VEITSHÖCHHEIM

50 Jahre Militärseelsorge

Erinnerungsfoto anlässlich 50 Jahre Militärseelsorge am Standort Veitshöchheim (von links): Militärpfarrer Martin Klein, Brigadegeneral a.D. Ernst-Otto Berk, Generalmajor Bernd Schütt, Militärdekan Artur Wagner, Oberst i.G. Nau, Domkapitular a.D. Kurt Witzel, Bürgermeister Jürgen Götz, Oberstabsgefreiter Christoph Eckstein, Altbürgermeister Rainer Kinzkofer und Pfarrhelfer Elmar Fries. Foto: Dieter Gürz

„Die Militärseelsorge ist ein wesentlicher, nicht mehr wegzudenkender Bestandteil der Kaserne, stellt eine beachtliche Größe in der Garnisonsgemeinde dar und ist in stürmischer Zeit ein Fels in der Brandung und Zufluchtsort für alle Soldaten, wenn sie es wünschen.“

Dieses Fazit zog Divisionskommandeur Bernd Schütt in seinem Grußwort zum 50. Jubiläum der Katholischen Militärseelsorge am Standort Veitshöchheim. Im Speisesaal der Balthasar-Neumann-Kaserne hatten sich fast 240 Gäste eingefunden, Soldaten und zivile Mitarbeiter aus Volkach und Veitshöchheim und viele Ehrengäste, um gemeinsam das Goldene Jubiläum zu feiern.

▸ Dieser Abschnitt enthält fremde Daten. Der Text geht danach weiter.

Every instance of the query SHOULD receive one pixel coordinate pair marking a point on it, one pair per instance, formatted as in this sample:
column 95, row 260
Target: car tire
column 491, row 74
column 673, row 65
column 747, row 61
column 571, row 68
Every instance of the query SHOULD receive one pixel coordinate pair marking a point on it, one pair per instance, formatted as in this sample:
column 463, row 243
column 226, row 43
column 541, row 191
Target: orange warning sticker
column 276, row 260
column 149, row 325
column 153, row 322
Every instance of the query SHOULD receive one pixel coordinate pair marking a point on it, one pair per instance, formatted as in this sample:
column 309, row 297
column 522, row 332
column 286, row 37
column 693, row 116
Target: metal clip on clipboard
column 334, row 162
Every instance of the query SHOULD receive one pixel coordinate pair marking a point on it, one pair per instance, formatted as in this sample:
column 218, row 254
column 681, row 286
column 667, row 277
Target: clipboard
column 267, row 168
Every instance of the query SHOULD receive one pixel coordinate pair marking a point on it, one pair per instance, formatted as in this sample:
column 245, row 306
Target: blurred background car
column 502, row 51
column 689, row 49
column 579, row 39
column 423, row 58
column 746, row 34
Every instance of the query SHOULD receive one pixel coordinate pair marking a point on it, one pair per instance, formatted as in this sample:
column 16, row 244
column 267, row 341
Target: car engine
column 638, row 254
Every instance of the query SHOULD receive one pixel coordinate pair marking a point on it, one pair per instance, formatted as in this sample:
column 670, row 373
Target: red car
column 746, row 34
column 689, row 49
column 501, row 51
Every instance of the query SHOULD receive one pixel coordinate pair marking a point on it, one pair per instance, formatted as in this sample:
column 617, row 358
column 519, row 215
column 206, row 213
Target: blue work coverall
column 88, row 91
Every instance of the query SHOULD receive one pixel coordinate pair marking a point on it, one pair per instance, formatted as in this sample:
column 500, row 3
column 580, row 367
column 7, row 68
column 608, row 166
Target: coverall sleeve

Am Beginn stand ein Festgottesdienst, den Militärpfarrer Martin Klein zusammen dem Leitenden Militärdekan Artur Wagner aus München und Domkapitular a.D. Kurt Witzel zelebrierte. Imposant die Eröffnung durch ein Bläserensemble des Heeresmusikkorps Veitshöchheim mit Henry Purcells „Trumpet Tune“.

Anstelle einer Predigt schilderten ein Oberst, ein Mannschaftsdienstgrad und ein 44 Jahre gedienter Ex-General ihre persönlichen Erfahrungen mit der Militärseelsorge.

Oberst i.G. Nau bezeichnete die Militärseelsorge als das definitiv stärkste Bindeglied in der Zusammenarbeit mit Veitshöchheim, seien es die regelmäßigen Standortgottesdienste und die Adventskonzerte mit dem Heeresmusikkorps in der Kuratiekirche oder der Weihnachtsgottesdienst am 24. Dezember im Umfeld der Wache mit mehreren hundert Teilnehmern. Oberstabsgefreiter Christoph Eckstein berichtete über seine sehr guten Erfahrungen von Familienwochenenden mit Themen wie die Trennung der Familie bei einem Einsatz.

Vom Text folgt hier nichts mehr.